Mice were perfused under anesthesia with fixative (4% paraformaldehyde, 0.1% glutaraldehyde in 0.1 M phosphate buffer, pH 7.5). Sections of lumbar spinal cords from fixed mice were dissected out, dehydrated through an ethanol series to 100% ethanol and embedded in hard grade LR White resin (EMS, Fort Washington, PA) by polymerization overnight at 60 deg. C. Sixty five nm sections were cut from the embedded tissue using a Reichert-Jung Ultracut E microtome and collected onto gold grids (200 mesh) (SPI Inc., Westchester, PA). Sections on grids were processed for immunogold electron microscopy according to recommendations by the manufacturer of the gold-conjugated antibodies (Amersham Pharmacia Biotech, Piscataway, NJ) with some modification. Sections were etched in 0.1 N HCl for 5 min., rinsed three times for five min each in TBS (25 mM Tris, 140 mM NaCl, 2.7 mM KCl, pH 8.0), placed in blocking buffer for 30 min (0.1% gelatin, 1% normal goat serum, 0.3% Triton-X-100 in TBS), placed in primary antibody (1:10 diluted in blocking buffer for all antibodies used) for 2 hours at room temperature, rinsed 3 times for 5 min each in TBS, placed in gold-conjugated secondary antibodies (10 nm gold anti-mouse and 5 nm gold anti-rabbit) for 1 hour, rinsed 3 times in TBS, fixed in 2% glutaraldehyde, rinsed 3 times in TBS, rinsed in water, stained with Reynold=s lead citrate followed by aqueous 2% uranyl acetate, dried on filter paper and viewed using a Philips CM10 transmission electron microscope. The following antibodies and sera were used, normal rabbit serum (Vector Laboratories Inc., Burlingame, CA), rabbit polyclonal anti-SOD1 , a second rabbit polyclonal anti-SOD1 (Biodesign, Saco, ME) and a mouse monoclonal antibody against CO1. All antibodies and serum were used at a 1:10 dilution.
CMJH carried out immunofluorescence and EM, analyzed data, made figures and drafted the manuscript.

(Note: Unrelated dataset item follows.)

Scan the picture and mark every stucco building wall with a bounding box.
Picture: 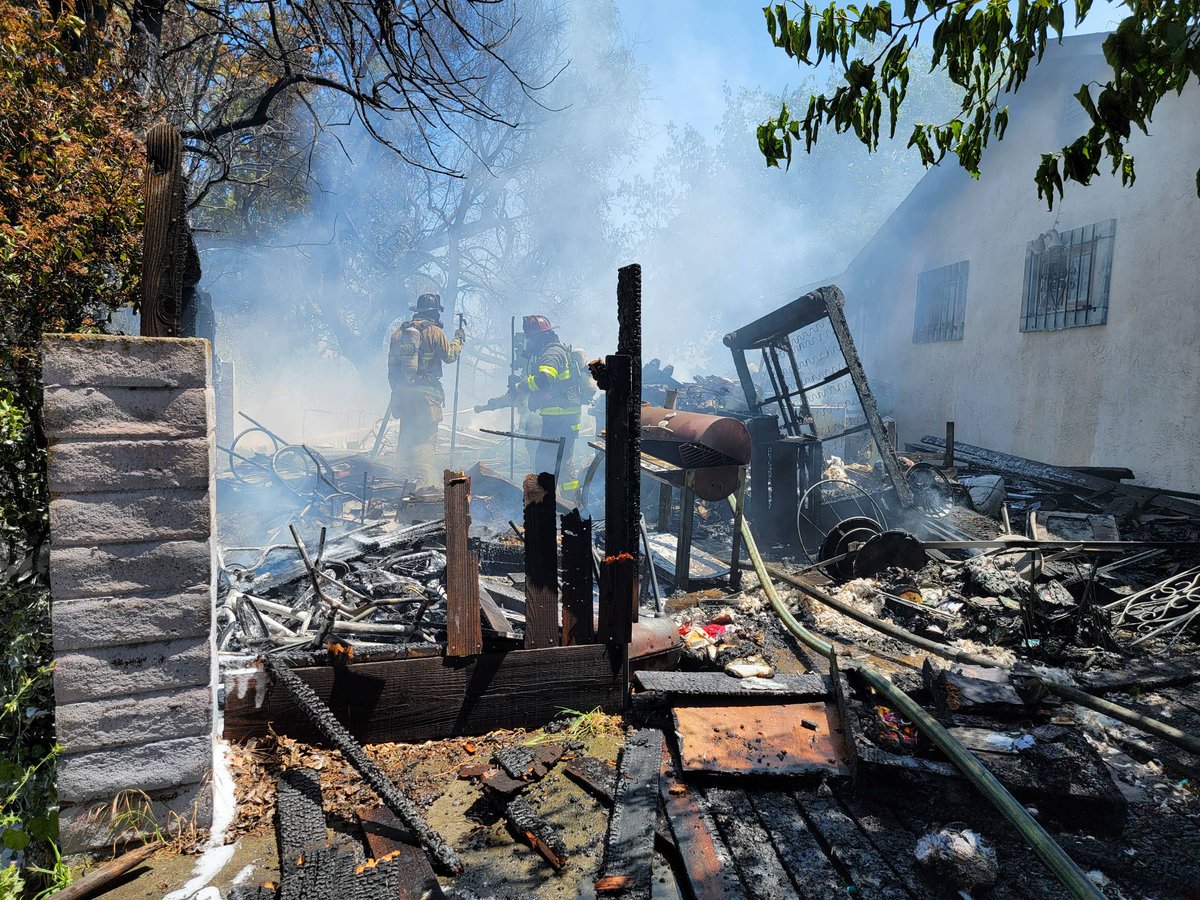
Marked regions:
[839,36,1200,491]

CWJ assisted in immunofluorescence and EM. ZX carried out immunofluorescence and EM, analyzed data, made figures and wrote the manuscript.
We thank Ms. Ellen Trang for maintaining transgenic mice and Dr. Paul Mathews for sharing cathepsin D antibodies. The EM work was carried out with the support of the Core Electron Microscopy Facility of the University of Massachusetts Medical School. We thank Dr. Gregory Hendricks and Mr. John Nunnari for their expert advice and technical assistance with electron microscopy. We also thank members of Xu lab for support and helpful discussion. This work is supported by grants from the ALS Association, NINDS (RO1 NS41739, NS35750) and the Robert Pachard Center for ALS Research at Johns Hopkins to ZSX. CMJH is supported by NIH Training Grant 5 T32 NS07366-05. The contents of this report are solely the responsibility of the authors and do not necessarily represent the official views of the NINDS.